Sucede a veces en las montañas, en Val Germanasca en particular, ver formas extrañas lejos en el horizonte, en la cordillera en el límite entre las piedras y el cielo, que no entran en ese contexto.Tal vez no hacemos caso, a aquellas comas fuera de lugar, que nada tienen de la piedra o de la escasa hierba que vive allí continuamente abofeteadas por viento frío; Nosotros no hacemos caso porque estás cansado y la cresta parece distante siempre igual. Ponemos un paso después del otro de verdadera fatiga para llegar aquí, pero no se acerca nunca, y te desmotiva el corazón.
Paso a paso… mira todavía esas raras curvas desatento, y descubre que se han movido, que se mueven.

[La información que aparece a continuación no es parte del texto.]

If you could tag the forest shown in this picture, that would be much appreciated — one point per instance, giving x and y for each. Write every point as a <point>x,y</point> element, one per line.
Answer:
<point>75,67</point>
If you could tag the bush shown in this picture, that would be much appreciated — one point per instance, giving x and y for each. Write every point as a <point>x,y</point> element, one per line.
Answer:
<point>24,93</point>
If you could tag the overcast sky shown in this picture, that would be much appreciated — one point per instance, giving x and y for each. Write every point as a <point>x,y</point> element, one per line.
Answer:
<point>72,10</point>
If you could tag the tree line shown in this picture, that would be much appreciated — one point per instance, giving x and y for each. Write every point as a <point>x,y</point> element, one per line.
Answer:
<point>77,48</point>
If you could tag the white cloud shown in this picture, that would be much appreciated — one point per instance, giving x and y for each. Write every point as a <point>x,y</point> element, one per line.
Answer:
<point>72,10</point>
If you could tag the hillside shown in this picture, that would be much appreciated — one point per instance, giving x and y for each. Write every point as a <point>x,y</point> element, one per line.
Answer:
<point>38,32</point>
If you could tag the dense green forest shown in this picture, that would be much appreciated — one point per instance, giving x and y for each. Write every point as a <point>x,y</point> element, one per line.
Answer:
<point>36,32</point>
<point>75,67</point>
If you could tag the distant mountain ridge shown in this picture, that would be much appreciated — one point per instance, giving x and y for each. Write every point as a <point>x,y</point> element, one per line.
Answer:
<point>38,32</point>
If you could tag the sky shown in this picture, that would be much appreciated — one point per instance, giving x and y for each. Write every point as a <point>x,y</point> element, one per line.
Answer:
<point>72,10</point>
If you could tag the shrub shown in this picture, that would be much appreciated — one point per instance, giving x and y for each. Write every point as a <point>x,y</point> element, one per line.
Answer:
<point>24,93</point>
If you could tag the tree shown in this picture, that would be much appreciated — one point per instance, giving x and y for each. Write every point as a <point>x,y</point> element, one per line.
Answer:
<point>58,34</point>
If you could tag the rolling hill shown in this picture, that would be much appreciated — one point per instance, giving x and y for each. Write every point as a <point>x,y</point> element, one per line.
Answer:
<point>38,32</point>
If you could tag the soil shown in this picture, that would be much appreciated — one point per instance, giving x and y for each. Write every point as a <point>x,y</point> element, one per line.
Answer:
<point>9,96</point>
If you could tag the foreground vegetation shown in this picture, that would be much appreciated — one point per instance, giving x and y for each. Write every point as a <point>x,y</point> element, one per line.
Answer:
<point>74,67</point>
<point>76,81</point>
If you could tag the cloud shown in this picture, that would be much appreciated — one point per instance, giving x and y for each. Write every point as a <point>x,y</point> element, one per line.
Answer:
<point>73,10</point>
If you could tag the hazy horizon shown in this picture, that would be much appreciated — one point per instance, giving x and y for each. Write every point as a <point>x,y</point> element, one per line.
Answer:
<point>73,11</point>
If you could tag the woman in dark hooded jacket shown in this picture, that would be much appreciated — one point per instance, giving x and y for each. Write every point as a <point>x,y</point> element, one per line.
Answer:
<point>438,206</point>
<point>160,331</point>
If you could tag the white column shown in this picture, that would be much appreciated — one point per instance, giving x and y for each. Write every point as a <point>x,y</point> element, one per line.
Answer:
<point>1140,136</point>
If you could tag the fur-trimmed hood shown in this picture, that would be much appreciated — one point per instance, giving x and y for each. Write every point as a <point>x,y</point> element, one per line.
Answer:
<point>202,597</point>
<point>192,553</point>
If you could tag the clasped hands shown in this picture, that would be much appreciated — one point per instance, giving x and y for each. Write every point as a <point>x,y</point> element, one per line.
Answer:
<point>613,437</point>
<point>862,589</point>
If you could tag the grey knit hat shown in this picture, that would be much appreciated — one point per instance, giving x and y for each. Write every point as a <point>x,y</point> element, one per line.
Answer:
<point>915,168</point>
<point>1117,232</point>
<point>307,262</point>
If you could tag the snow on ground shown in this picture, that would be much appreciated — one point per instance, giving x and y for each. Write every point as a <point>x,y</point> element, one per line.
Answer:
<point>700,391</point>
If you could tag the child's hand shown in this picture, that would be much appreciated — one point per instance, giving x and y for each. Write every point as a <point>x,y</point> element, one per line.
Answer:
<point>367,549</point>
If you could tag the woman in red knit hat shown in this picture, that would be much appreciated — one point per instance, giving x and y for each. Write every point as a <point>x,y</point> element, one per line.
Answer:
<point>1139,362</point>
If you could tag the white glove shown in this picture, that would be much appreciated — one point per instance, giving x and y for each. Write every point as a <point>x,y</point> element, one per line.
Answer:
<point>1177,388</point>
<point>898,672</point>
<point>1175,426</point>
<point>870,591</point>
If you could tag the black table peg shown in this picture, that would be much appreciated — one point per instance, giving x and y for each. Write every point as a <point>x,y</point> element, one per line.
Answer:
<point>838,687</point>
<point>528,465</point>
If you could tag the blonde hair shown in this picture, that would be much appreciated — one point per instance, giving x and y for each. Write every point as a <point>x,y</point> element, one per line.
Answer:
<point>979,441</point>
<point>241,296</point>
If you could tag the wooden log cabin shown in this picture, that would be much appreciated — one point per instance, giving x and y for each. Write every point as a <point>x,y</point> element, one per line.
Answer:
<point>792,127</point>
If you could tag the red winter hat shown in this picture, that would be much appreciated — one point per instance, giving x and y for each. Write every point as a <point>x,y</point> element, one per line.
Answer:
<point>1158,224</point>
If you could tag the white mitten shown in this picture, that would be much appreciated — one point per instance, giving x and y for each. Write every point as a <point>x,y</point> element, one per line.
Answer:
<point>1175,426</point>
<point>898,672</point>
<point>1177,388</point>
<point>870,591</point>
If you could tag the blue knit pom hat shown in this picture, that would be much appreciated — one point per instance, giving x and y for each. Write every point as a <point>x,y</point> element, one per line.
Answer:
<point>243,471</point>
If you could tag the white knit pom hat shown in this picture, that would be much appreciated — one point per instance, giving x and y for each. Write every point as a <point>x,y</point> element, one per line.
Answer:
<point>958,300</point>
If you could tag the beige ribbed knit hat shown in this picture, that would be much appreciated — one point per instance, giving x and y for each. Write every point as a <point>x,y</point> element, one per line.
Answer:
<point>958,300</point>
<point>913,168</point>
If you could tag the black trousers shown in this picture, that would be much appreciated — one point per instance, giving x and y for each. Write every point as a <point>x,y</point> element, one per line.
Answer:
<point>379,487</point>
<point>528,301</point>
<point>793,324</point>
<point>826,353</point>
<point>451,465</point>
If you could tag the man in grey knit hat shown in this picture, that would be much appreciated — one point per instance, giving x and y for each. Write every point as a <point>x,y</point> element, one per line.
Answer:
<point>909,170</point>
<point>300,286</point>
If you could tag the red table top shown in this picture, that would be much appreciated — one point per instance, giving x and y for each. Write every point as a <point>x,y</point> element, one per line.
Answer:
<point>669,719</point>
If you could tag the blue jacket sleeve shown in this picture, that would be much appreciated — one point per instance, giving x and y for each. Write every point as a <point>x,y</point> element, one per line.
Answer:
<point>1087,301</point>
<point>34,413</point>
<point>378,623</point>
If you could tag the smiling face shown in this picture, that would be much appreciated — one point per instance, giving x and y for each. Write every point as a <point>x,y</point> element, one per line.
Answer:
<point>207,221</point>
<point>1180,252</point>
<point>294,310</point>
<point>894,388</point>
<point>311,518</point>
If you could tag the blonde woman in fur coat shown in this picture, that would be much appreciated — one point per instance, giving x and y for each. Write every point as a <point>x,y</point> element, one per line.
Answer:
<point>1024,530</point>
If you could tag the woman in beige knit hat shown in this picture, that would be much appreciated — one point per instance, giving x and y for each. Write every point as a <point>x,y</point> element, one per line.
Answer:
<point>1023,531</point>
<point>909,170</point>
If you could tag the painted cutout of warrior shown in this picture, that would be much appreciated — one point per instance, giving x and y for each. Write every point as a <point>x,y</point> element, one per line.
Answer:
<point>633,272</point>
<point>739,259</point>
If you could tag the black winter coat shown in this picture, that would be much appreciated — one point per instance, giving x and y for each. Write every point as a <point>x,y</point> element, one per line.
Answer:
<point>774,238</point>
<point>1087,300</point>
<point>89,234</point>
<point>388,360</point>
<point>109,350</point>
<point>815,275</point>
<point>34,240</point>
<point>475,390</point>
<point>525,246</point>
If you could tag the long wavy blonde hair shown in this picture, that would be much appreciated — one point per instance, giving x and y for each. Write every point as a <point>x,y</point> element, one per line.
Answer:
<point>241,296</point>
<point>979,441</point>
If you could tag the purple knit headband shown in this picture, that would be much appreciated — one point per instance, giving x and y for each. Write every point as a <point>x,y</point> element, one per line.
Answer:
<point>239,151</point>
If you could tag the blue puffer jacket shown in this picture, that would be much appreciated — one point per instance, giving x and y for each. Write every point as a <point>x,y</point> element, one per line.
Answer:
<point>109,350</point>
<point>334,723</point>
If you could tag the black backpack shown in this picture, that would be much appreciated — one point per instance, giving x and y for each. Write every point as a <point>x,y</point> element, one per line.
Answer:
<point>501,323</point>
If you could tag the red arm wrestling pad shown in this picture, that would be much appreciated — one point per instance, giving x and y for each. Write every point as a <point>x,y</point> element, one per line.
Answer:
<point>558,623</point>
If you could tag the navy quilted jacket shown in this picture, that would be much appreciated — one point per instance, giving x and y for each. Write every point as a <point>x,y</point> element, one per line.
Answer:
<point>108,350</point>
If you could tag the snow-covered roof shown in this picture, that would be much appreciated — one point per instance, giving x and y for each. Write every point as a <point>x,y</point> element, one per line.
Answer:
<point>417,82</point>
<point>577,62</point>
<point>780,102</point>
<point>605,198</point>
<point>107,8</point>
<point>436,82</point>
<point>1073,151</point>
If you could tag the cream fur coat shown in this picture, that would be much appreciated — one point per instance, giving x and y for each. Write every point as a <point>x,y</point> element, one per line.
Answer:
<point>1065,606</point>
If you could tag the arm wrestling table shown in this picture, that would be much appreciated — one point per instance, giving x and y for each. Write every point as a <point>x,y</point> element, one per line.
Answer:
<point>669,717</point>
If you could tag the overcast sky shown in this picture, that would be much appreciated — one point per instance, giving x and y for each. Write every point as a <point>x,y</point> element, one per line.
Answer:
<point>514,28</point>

Porque no son curva de hierba o de la roca, o chistes de fatiga: son grandes corno es bajo un animal majestuoso, ocultado por el canto, que sólo después de un tiempo se puede admirar.
Sucede a menudo así la reunión con las cabras montesas, en la tierra de Val Germanasca.
Y te borra de repente fatiga.

He encontrado tantas veces las cabras montesas:
esas de verdad, no de los turistas;
aquellas que la gente rara vez ve.
Y cada vez fue hermoso:
porque son curiosos como nosotros,
porque tienen miedo como nosotros,
porque parece que tiene un alma.
Sus ojos te miran al mismo tiempo,
pero no entiendo si te entienden,
si sienten que les quieren
o si a veces te observan con compasión,
tu que estás ahora allí sin aliento,
haciendo cosas raras, esperando que no vean venir,
mientras ellos te habrán contado incluso los pelos que tienes bajo el sombrero.
Cada vez que he agradecido al cielo por haberme dado piernas para poder llegar.
Tal vez tienen de verdad un alma.
Pero a quién le importa,
a mi me basta encontrarlas,
paraarrancarme una sonrisa. Sin aliento.